La sfida con le Vespe è insidiosa perché la pressione è tutta sulle spalle dei canarini. La Juve Stabia gioca sulle ali dell'entusiasmo, ma il Modena ha dalla sua una maturità tecnica superiore. Gestire i ritmi della partita senza farsi prendere dalla frenesia è il primo compito di Sottil.

La mentalità è l'arma in più. In un mini-torneo dove le energie fisiche iniziano a scarseggiare, avere una panchina pronta e un ambiente compatto permette di superare i momenti di sofferenza che, inevitabilmente, arriveranno durante i 90 minuti.

Sognare è lecito, ma la semifinale contro il Monza rappresenta lo scoglio più alto. Arrivarci con una vittoria convincente stasera darebbe ai gialli quella spinta emotiva necessaria per affrontare una corazzata. In queste partite gli episodi decidono tutto.

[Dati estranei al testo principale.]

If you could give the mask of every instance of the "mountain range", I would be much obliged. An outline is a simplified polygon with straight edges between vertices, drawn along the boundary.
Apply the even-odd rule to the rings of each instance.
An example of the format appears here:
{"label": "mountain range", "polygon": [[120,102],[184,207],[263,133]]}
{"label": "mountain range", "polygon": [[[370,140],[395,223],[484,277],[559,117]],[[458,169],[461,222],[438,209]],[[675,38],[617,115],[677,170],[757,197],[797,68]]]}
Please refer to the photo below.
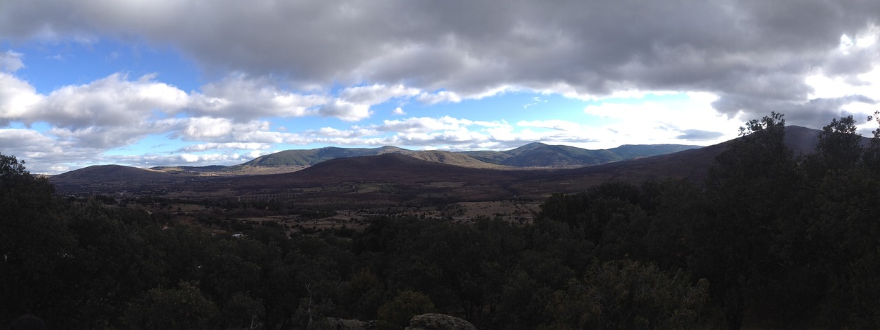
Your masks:
{"label": "mountain range", "polygon": [[385,154],[400,154],[416,159],[444,163],[471,168],[517,169],[575,168],[595,165],[625,159],[638,158],[700,148],[683,144],[622,145],[608,150],[586,150],[566,145],[548,145],[539,143],[525,144],[506,151],[444,151],[410,150],[384,146],[380,148],[326,147],[310,150],[290,150],[258,157],[232,166],[160,166],[151,170],[166,172],[259,174],[289,172],[336,158],[348,158]]}
{"label": "mountain range", "polygon": [[[796,153],[809,153],[819,132],[788,126],[786,143]],[[542,143],[507,151],[466,152],[321,148],[281,151],[234,166],[91,166],[54,176],[50,181],[62,194],[141,191],[180,198],[295,194],[297,202],[308,205],[541,199],[609,180],[679,177],[699,181],[730,143],[702,148],[625,145],[605,150]],[[254,169],[287,172],[261,173]]]}

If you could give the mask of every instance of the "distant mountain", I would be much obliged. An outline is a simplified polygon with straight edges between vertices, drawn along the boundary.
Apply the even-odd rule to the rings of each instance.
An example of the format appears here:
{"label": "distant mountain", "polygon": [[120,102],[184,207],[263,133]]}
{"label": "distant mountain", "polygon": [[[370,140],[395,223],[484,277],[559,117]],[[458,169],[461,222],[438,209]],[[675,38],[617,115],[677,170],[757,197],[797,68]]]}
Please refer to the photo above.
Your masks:
{"label": "distant mountain", "polygon": [[161,188],[182,181],[179,175],[116,165],[93,165],[53,175],[49,182],[63,193],[114,193],[131,188]]}
{"label": "distant mountain", "polygon": [[[813,150],[820,131],[789,126],[786,128],[786,143],[796,154],[801,154]],[[864,141],[867,143],[868,139],[865,138]],[[104,165],[53,176],[49,180],[62,194],[149,191],[150,194],[172,193],[177,196],[201,198],[277,194],[293,189],[297,194],[297,202],[303,205],[336,202],[393,204],[414,201],[415,203],[435,203],[514,197],[540,199],[554,192],[581,191],[609,180],[642,182],[651,179],[679,177],[700,182],[706,178],[715,157],[726,150],[730,143],[730,141],[728,141],[703,148],[644,157],[642,155],[664,152],[674,148],[686,149],[688,146],[624,145],[615,150],[586,150],[530,143],[508,151],[462,153],[413,151],[394,147],[355,150],[323,148],[323,151],[289,150],[249,162],[272,164],[282,159],[275,158],[280,156],[288,156],[300,161],[313,159],[312,161],[315,162],[314,165],[303,166],[301,171],[292,172],[266,169],[274,171],[282,169],[283,166],[297,165],[241,165],[223,169],[250,169],[236,171],[244,171],[237,172],[238,174],[263,175],[180,175],[135,167]],[[379,154],[341,157],[317,162],[317,159],[328,154],[338,156],[356,152]],[[632,158],[614,161],[623,157]],[[530,160],[541,158],[545,159],[543,163]],[[573,164],[595,164],[603,161],[610,162],[564,168]],[[477,162],[476,165],[473,162]],[[480,164],[490,167],[478,168],[476,165]],[[517,164],[520,167],[500,164]],[[190,172],[200,170],[186,167],[176,169]],[[252,170],[256,172],[247,172]]]}
{"label": "distant mountain", "polygon": [[464,151],[474,158],[516,167],[581,167],[700,148],[683,144],[627,144],[608,150],[586,150],[533,143],[507,151]]}
{"label": "distant mountain", "polygon": [[[695,145],[650,144],[623,145],[611,150],[590,150],[565,145],[533,143],[507,151],[410,150],[397,147],[337,148],[290,150],[260,156],[240,166],[308,167],[330,159],[384,154],[400,154],[417,159],[473,168],[506,167],[580,167],[641,157],[650,157],[684,150]],[[231,166],[234,167],[234,166]]]}

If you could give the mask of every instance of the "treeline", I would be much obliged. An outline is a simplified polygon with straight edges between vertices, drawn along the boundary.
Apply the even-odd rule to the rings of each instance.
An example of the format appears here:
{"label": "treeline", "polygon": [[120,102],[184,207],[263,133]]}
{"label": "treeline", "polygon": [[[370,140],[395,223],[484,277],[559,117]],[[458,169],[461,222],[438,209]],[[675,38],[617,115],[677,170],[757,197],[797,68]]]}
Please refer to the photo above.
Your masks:
{"label": "treeline", "polygon": [[[796,157],[752,121],[705,182],[554,194],[533,224],[377,217],[363,232],[242,237],[53,195],[0,155],[0,319],[53,328],[880,327],[880,130],[834,120]],[[344,236],[349,236],[347,233]],[[2,326],[2,325],[0,325]]]}

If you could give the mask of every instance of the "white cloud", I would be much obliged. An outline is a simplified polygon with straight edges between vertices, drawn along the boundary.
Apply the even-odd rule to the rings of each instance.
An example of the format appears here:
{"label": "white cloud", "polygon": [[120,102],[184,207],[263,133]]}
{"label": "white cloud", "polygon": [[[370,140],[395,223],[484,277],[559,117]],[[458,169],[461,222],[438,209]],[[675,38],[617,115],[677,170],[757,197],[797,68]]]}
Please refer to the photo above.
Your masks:
{"label": "white cloud", "polygon": [[556,130],[568,130],[568,131],[577,131],[583,128],[581,124],[576,122],[561,121],[558,119],[552,119],[547,121],[523,121],[517,122],[517,126],[522,127],[533,127],[540,128],[550,128]]}
{"label": "white cloud", "polygon": [[394,98],[416,96],[421,92],[416,88],[408,88],[403,84],[386,86],[377,84],[369,86],[348,87],[342,90],[339,96],[347,102],[373,106],[385,103]]}
{"label": "white cloud", "polygon": [[187,138],[216,138],[232,133],[232,121],[226,118],[190,118],[182,131]]}
{"label": "white cloud", "polygon": [[15,72],[25,67],[25,62],[21,61],[23,54],[11,50],[0,53],[0,71]]}
{"label": "white cloud", "polygon": [[[199,143],[186,146],[180,149],[180,151],[186,152],[197,152],[205,151],[215,149],[238,149],[238,150],[265,150],[269,149],[270,145],[268,143]],[[259,151],[258,151],[259,152]]]}
{"label": "white cloud", "polygon": [[335,117],[346,121],[357,121],[372,114],[369,105],[351,103],[338,99],[324,105],[314,113],[321,116]]}

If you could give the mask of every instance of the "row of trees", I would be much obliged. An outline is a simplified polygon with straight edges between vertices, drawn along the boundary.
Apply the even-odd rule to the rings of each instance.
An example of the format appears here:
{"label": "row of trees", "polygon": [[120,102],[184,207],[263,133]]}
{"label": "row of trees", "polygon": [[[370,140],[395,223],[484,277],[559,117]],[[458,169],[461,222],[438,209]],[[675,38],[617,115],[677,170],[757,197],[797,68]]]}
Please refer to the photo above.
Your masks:
{"label": "row of trees", "polygon": [[[0,319],[70,328],[880,326],[880,130],[832,121],[796,157],[752,121],[705,182],[554,194],[534,224],[377,217],[363,232],[241,238],[71,203],[0,155]],[[165,224],[165,220],[161,220]]]}

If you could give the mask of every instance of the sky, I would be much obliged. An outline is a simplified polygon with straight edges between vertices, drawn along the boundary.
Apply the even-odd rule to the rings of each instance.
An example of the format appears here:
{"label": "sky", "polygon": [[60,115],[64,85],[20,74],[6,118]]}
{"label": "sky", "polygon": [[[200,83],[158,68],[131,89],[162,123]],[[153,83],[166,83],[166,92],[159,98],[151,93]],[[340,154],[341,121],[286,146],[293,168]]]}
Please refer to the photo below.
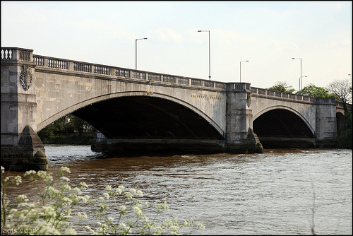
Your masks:
{"label": "sky", "polygon": [[212,81],[296,90],[301,74],[301,88],[352,79],[351,1],[1,1],[1,47],[37,55],[135,69],[137,42],[137,69],[150,72],[208,79],[210,68]]}

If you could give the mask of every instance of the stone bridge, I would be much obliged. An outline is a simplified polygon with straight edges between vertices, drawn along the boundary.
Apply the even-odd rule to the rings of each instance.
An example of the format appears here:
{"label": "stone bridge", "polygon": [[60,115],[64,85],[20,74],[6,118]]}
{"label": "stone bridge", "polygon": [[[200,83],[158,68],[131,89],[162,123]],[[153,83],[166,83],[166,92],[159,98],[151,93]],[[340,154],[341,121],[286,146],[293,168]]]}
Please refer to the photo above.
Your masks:
{"label": "stone bridge", "polygon": [[329,146],[344,114],[331,98],[32,52],[1,48],[1,162],[13,170],[48,168],[37,132],[68,113],[100,131],[97,151],[237,153]]}

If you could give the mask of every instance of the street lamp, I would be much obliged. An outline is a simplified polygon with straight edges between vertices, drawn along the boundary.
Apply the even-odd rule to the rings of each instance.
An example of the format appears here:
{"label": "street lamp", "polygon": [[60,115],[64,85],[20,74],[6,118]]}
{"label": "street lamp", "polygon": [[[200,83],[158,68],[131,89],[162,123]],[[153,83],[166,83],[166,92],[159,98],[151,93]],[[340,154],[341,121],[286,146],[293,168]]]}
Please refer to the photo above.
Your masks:
{"label": "street lamp", "polygon": [[240,83],[241,83],[241,62],[246,62],[246,61],[240,61]]}
{"label": "street lamp", "polygon": [[299,90],[301,88],[301,57],[292,57],[292,59],[300,59],[300,78],[299,78]]}
{"label": "street lamp", "polygon": [[135,69],[137,70],[137,40],[147,40],[147,37],[137,39],[135,41]]}
{"label": "street lamp", "polygon": [[198,32],[208,32],[208,78],[211,80],[211,45],[210,42],[210,30],[198,30]]}
{"label": "street lamp", "polygon": [[299,78],[299,91],[301,90],[301,78],[303,77],[308,77],[306,76],[300,76]]}

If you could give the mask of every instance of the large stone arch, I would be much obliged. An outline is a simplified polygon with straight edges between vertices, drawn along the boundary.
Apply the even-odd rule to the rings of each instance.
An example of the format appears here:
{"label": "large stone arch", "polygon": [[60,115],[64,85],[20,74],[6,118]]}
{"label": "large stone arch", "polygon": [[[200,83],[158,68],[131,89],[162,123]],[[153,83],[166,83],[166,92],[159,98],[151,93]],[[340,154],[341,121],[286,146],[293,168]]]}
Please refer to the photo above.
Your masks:
{"label": "large stone arch", "polygon": [[198,108],[193,106],[192,105],[181,100],[177,98],[169,95],[165,95],[162,93],[153,93],[152,95],[147,95],[146,92],[145,91],[128,91],[128,92],[118,92],[115,93],[111,93],[109,95],[100,95],[100,96],[97,96],[86,100],[83,100],[82,102],[80,102],[78,103],[76,103],[75,105],[73,105],[55,114],[54,115],[48,117],[47,119],[44,119],[40,124],[37,124],[37,131],[40,131],[40,129],[44,128],[46,126],[52,124],[56,119],[59,119],[60,117],[72,113],[76,110],[78,110],[79,109],[81,109],[83,107],[89,106],[90,105],[95,102],[102,102],[104,100],[109,100],[109,99],[114,99],[116,98],[121,98],[121,97],[131,97],[131,96],[151,96],[151,97],[155,97],[155,98],[163,98],[166,99],[170,101],[172,101],[174,102],[178,103],[187,109],[189,109],[194,112],[195,113],[198,114],[199,116],[201,116],[203,119],[207,121],[210,126],[212,126],[222,136],[224,136],[225,131],[220,127],[220,126],[215,123],[209,116],[208,116],[206,114],[205,114],[203,112],[202,112],[201,110]]}
{"label": "large stone arch", "polygon": [[259,112],[258,113],[256,114],[253,117],[253,122],[257,119],[260,116],[261,116],[262,114],[268,112],[270,112],[271,110],[276,110],[276,109],[283,109],[283,110],[287,110],[287,111],[289,111],[289,112],[292,112],[292,113],[295,114],[297,116],[298,116],[306,124],[306,126],[308,126],[308,128],[310,129],[310,131],[311,131],[311,133],[313,134],[313,135],[315,135],[315,129],[313,129],[311,125],[310,124],[310,123],[306,120],[306,119],[305,119],[304,117],[303,117],[303,115],[301,114],[300,114],[299,112],[298,112],[297,110],[295,110],[294,109],[292,108],[292,107],[287,107],[287,106],[283,106],[283,105],[275,105],[275,106],[271,106],[271,107],[268,107],[263,110],[261,110],[261,112]]}

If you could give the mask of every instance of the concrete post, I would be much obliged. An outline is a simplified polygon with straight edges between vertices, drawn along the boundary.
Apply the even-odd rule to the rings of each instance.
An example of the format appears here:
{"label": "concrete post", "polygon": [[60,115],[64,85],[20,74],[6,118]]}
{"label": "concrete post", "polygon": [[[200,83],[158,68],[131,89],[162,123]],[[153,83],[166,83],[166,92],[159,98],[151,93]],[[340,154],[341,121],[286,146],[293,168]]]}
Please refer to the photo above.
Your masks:
{"label": "concrete post", "polygon": [[[11,170],[48,169],[45,150],[36,133],[32,51],[1,48],[1,165]],[[11,57],[3,52],[11,52]]]}
{"label": "concrete post", "polygon": [[226,151],[262,153],[263,148],[253,131],[251,90],[246,83],[227,83]]}
{"label": "concrete post", "polygon": [[316,147],[333,147],[337,138],[336,102],[332,98],[316,98]]}

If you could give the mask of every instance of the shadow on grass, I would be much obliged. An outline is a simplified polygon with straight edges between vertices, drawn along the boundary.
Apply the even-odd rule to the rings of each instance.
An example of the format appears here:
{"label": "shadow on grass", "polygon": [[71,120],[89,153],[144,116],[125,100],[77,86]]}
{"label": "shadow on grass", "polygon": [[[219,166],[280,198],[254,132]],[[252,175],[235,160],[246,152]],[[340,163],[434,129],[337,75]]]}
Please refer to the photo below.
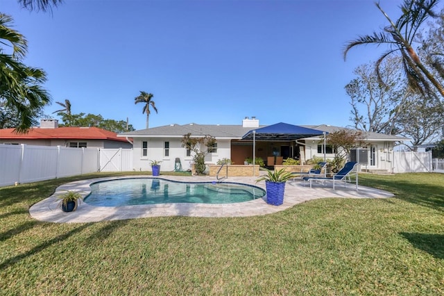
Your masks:
{"label": "shadow on grass", "polygon": [[363,185],[395,194],[395,198],[444,212],[444,186],[441,184],[418,184],[408,179],[366,179]]}
{"label": "shadow on grass", "polygon": [[69,237],[70,237],[71,236],[82,231],[83,229],[88,227],[89,226],[90,226],[90,224],[85,224],[80,226],[80,227],[78,227],[75,229],[71,230],[71,231],[69,231],[66,233],[58,236],[37,246],[35,246],[28,252],[18,254],[13,257],[9,258],[5,260],[4,261],[3,261],[1,263],[0,263],[0,270],[3,270],[10,265],[12,265],[28,256],[32,256],[35,254],[38,253],[39,252],[44,250],[44,249],[47,248],[48,247],[50,247],[53,244],[59,242],[60,240],[65,240]]}
{"label": "shadow on grass", "polygon": [[104,225],[103,227],[101,227],[96,232],[89,236],[87,239],[88,242],[89,244],[97,242],[99,242],[99,244],[102,243],[102,242],[105,239],[108,238],[117,229],[126,225],[128,221],[129,220],[126,220],[108,222],[108,224]]}
{"label": "shadow on grass", "polygon": [[0,242],[3,240],[6,240],[8,238],[10,238],[13,236],[16,236],[22,232],[26,231],[28,229],[31,229],[34,227],[36,227],[39,224],[42,224],[42,222],[40,221],[28,221],[12,229],[9,229],[7,231],[0,233]]}
{"label": "shadow on grass", "polygon": [[26,210],[24,208],[22,208],[16,211],[11,211],[10,212],[3,213],[3,214],[0,214],[0,219],[7,218],[10,216],[13,216],[14,215],[24,215],[28,214],[29,213],[28,210]]}
{"label": "shadow on grass", "polygon": [[400,233],[417,249],[427,252],[438,259],[444,259],[444,235],[432,233]]}

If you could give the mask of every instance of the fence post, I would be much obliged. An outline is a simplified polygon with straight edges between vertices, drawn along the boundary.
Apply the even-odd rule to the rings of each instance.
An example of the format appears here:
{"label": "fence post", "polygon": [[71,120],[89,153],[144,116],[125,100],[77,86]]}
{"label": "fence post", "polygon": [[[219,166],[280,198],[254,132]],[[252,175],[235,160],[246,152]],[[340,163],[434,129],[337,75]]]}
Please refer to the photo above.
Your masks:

La capacità dei gialli di restare corti e feroci sulle seconde palle sarà determinante per non concedere ripartenze alla Juve Stabia. Il percorso è tracciato. La città ci crede e la squadra sembra avere quella fame negli occhi tipica di chi non vuole smettere di correre proprio sul più bello. Vai Modna, prenditi la serie A.